United States Senators Express "Concern" About Medicare Advantage Denial of Care Business Model
Lawmakers begin to address the Commercial Health Insurance industry's Denial of Care business model | December 28, 2023 | Becker's Hospital Review
A pair of senators are asking CMS to require Medicare Advantage plans to cover stays in long-term care facilities at the same rate as traditional Medicare.
Chris Murphy, a Connecticut Democrat, and Thom Tillis, a North Carolina Republican, wrote a letter to CMS Administrator Chiquita Brooks-LaSure Dec. 21, asking the agency to clarify MA plans cannot use different standards to approve long-term care than traditional Medicare.
In their letter the senators wrote they have heard concerns from long-term care hospitals in states that "regularly receive denial letters from Medicare Advantage plans."
Why? Because Denial of Care is the Commercial Health Insurance industry business model and the Harm-for-Profit model remains legal in the United States.
In a final rule issued in April, CMS said Medicare Advantage plans cannot implement prior authorization criteria that are more stringent than traditional Medicare. In their letter, the senators asked the agency to clarify this statute also applies to long-term care hospitals.
"Unfortunately, Medicare Advantage plan prior authorization practices are creating significant barriers to [long-term hospital] care for critically and chronically ill patients," the senators wrote.
"We write to ask CMS to confirm this interpretation is correct and to request such information be publicly clarified to eliminate confusion for Medicare Advantage plans and ensure that [long-term care hospitals] are treated the same as any other post-acute care provider under the Medicare Advantage regulations," the senators concluded.
February 14, 2024 Update:
Montgomery, Ala.-based Baptist Health is suing Humana, alleging the insurer's Medicare Advantage plan underpaid the hospital for drugs purchased through the 340B program.
In a lawsuit filed in the Circuit Court of Montgomery County, Ala., Jan. 9, and transferred to the U.S. District Court for the Middle District of Alabama Feb. 9, the health system alleged Humana has refused to pay the system higher rates for outpatient drugs purchased through the 340B program.
In 2022, the Supreme Court ruled CMS illegally cut reimbursement rates for outpatient drugs purchased by safety net hospitals.

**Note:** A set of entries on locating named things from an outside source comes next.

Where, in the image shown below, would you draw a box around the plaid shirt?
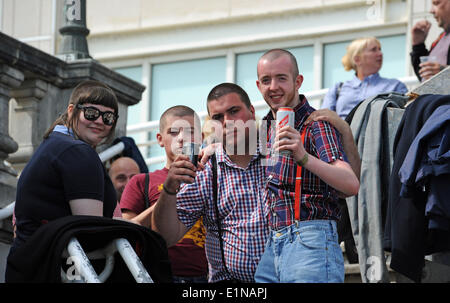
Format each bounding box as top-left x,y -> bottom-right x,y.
177,145 -> 269,282
264,95 -> 347,230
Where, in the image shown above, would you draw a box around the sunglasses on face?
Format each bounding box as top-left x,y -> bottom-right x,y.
77,104 -> 119,126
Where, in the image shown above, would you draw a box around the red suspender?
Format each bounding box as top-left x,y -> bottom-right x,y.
294,127 -> 306,221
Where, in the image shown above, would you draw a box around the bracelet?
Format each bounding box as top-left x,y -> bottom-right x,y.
163,185 -> 180,196
297,153 -> 308,166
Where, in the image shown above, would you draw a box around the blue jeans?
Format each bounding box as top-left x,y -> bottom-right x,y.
173,276 -> 208,283
255,220 -> 345,283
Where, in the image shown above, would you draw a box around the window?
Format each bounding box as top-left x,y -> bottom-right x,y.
147,57 -> 226,171
115,66 -> 146,125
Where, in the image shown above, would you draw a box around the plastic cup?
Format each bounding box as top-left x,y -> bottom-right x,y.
419,56 -> 436,63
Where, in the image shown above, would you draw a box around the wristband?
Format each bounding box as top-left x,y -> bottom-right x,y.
297,153 -> 308,166
163,185 -> 179,196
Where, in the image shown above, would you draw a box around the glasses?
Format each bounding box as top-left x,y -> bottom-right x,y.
77,104 -> 119,126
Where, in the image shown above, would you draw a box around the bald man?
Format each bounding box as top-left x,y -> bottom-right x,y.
109,157 -> 140,202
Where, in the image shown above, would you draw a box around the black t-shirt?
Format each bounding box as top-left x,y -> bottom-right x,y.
13,132 -> 117,252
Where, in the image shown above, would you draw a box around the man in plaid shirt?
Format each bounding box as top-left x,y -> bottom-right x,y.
255,49 -> 359,282
152,83 -> 269,282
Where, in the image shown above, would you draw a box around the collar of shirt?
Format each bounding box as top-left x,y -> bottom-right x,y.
350,73 -> 380,88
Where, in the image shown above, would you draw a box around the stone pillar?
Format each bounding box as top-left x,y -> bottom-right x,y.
0,64 -> 24,208
57,0 -> 91,61
10,79 -> 48,167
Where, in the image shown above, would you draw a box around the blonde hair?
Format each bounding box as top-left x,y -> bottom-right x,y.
342,37 -> 381,71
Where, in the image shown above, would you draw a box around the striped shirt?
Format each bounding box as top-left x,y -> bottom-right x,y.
177,145 -> 268,282
264,95 -> 347,230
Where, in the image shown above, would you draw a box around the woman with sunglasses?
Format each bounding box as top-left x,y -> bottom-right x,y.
10,81 -> 119,253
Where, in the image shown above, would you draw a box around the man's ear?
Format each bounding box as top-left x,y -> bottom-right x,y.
156,133 -> 164,147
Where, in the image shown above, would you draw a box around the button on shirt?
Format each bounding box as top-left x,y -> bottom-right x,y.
177,145 -> 268,282
321,73 -> 408,119
264,95 -> 347,230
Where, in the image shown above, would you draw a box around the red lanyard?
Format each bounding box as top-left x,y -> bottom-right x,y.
294,127 -> 306,221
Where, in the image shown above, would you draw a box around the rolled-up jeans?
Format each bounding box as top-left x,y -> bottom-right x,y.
255,220 -> 345,283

CMS said it would pay a lump sum of $9 billion to reimburse 340B hospitals to remedy the underpayments. Baptist Medical Center South in Montgomery is set to receive over $36 million in repayments from the agency.

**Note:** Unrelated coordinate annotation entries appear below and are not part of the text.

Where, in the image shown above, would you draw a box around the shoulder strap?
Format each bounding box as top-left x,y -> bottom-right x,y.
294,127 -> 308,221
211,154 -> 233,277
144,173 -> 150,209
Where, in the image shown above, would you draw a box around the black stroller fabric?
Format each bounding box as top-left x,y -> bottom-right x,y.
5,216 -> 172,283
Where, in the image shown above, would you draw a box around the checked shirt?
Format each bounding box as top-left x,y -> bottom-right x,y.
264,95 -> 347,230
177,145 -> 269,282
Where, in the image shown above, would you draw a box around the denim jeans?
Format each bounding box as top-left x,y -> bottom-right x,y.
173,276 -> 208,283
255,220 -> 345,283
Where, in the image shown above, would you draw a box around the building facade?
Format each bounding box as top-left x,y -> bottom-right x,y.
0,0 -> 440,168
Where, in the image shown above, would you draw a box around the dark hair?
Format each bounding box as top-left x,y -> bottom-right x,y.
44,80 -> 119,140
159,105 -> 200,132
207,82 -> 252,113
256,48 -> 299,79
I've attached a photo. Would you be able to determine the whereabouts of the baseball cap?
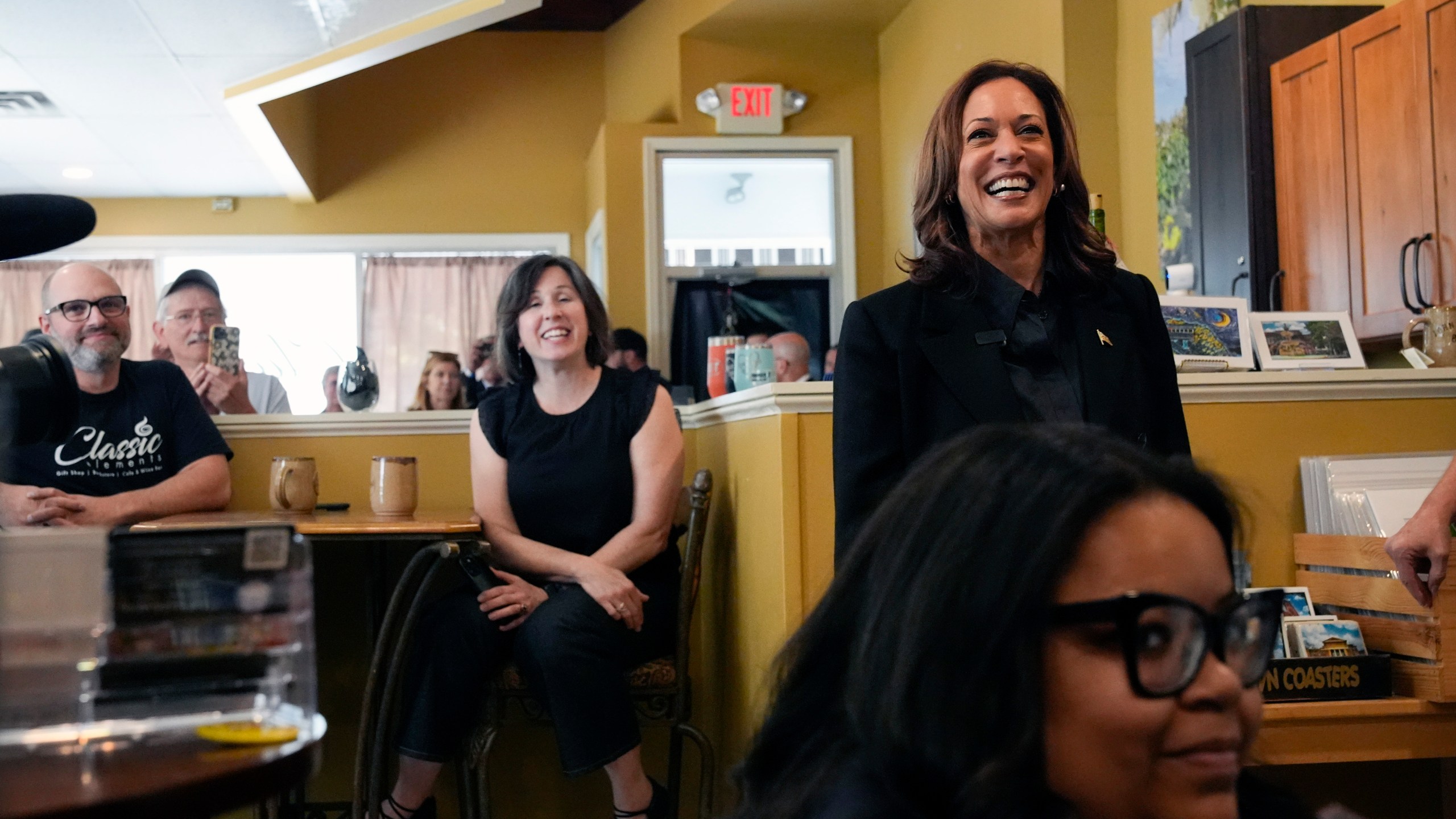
[157,268,223,305]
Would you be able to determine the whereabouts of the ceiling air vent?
[0,90,61,117]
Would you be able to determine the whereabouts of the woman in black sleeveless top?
[382,255,683,819]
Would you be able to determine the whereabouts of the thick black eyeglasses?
[45,296,127,322]
[1051,589,1284,697]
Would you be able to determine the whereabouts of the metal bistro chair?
[460,469,715,819]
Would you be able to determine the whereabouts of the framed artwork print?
[1249,312,1364,370]
[1157,295,1254,371]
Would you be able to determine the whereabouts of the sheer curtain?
[0,259,157,361]
[359,257,527,412]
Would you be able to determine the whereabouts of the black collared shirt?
[975,259,1083,423]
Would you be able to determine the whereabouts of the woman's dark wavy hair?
[900,60,1117,293]
[735,424,1238,819]
[491,254,611,383]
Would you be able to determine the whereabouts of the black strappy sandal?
[380,791,437,819]
[611,777,671,819]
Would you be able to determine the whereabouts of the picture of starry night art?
[1163,305,1243,358]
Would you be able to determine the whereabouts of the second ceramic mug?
[369,454,419,518]
[268,456,319,514]
[1401,308,1456,367]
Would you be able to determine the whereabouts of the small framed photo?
[1157,295,1254,371]
[1289,619,1366,657]
[1251,312,1364,370]
[1279,615,1339,657]
[1243,586,1315,617]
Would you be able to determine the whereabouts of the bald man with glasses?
[0,262,233,526]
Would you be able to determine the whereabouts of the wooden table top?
[1254,697,1456,765]
[0,715,328,819]
[131,508,481,536]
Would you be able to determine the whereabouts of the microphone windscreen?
[0,194,96,261]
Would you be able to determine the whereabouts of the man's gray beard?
[57,329,127,373]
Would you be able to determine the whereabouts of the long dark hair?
[492,254,611,383]
[900,60,1117,291]
[735,424,1238,819]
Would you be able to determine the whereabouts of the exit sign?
[715,83,783,134]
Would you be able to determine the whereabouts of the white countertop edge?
[213,410,475,440]
[214,367,1456,440]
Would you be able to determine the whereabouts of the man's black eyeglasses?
[45,296,127,322]
[1051,589,1284,697]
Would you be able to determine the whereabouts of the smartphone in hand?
[207,324,240,376]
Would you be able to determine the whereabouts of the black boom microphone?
[0,194,96,259]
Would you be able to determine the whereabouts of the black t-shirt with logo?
[6,358,233,495]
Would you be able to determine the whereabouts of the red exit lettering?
[728,86,773,117]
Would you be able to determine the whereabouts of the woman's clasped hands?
[475,568,546,631]
[577,557,648,631]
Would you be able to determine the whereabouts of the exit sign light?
[713,83,783,134]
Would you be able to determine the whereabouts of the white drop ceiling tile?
[13,162,157,197]
[140,160,284,197]
[86,117,240,165]
[0,0,166,57]
[138,0,329,57]
[0,54,39,90]
[22,57,208,117]
[0,162,51,194]
[0,117,124,166]
[177,54,307,104]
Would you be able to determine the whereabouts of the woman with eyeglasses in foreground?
[737,424,1305,819]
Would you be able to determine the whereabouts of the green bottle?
[1092,194,1107,236]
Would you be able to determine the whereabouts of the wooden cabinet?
[1339,0,1433,338]
[1269,38,1350,311]
[1184,6,1380,311]
[1417,0,1456,303]
[1269,0,1456,340]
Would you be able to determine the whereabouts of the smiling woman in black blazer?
[834,61,1188,562]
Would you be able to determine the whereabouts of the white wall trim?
[214,369,1456,439]
[26,233,571,259]
[213,410,475,440]
[642,137,859,371]
[1178,367,1456,404]
[679,382,834,430]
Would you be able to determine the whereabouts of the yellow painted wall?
[85,32,604,251]
[861,0,1066,287]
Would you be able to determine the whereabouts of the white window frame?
[26,233,571,440]
[642,137,859,371]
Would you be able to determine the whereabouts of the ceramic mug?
[1401,308,1456,367]
[746,344,777,386]
[369,454,419,518]
[268,456,319,514]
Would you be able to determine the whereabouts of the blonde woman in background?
[409,350,465,412]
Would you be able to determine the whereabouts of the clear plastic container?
[0,526,317,744]
[0,529,111,744]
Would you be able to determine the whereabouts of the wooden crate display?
[1294,535,1456,702]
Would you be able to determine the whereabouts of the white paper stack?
[1299,452,1451,537]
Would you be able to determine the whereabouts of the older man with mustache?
[0,262,233,526]
[151,270,293,415]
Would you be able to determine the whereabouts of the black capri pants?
[399,578,677,777]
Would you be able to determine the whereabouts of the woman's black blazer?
[834,270,1188,562]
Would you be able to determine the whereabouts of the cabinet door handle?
[1401,236,1421,313]
[1411,233,1436,308]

In its lawsuit, Baptist Health argued Humana owes it money that matches CMS' rectified rates.
According to the court documents, Baptist Health is in-network with Humana's Medicare Advantage offerings. The system argued in the court filing that from 2018 to 2022, Humana based its payment rates for 340B drugs on the CMS rates, later deemed illegal by the Supreme Court. Baptist Health asked the payer to commit to reimburse the health system for the drugs at the higher payment rates CMS established after the Supreme Court ruled its cuts were illegal.
In the filing, Baptist Health alleged lawyers for Humana informed the system it "disputes any obligation to make such payments."
"Humana's refusal to act has worked a substantial windfall to Humana as it continues to hold funds provided by CMS for Humana's Medicare Advantage plans without reimbursing Baptist Health for the amounts owed to it under the agreement," lawyers for Baptist Health wrote.
A Humana spokesperson told Becker's the payer does not comment on pending litigation.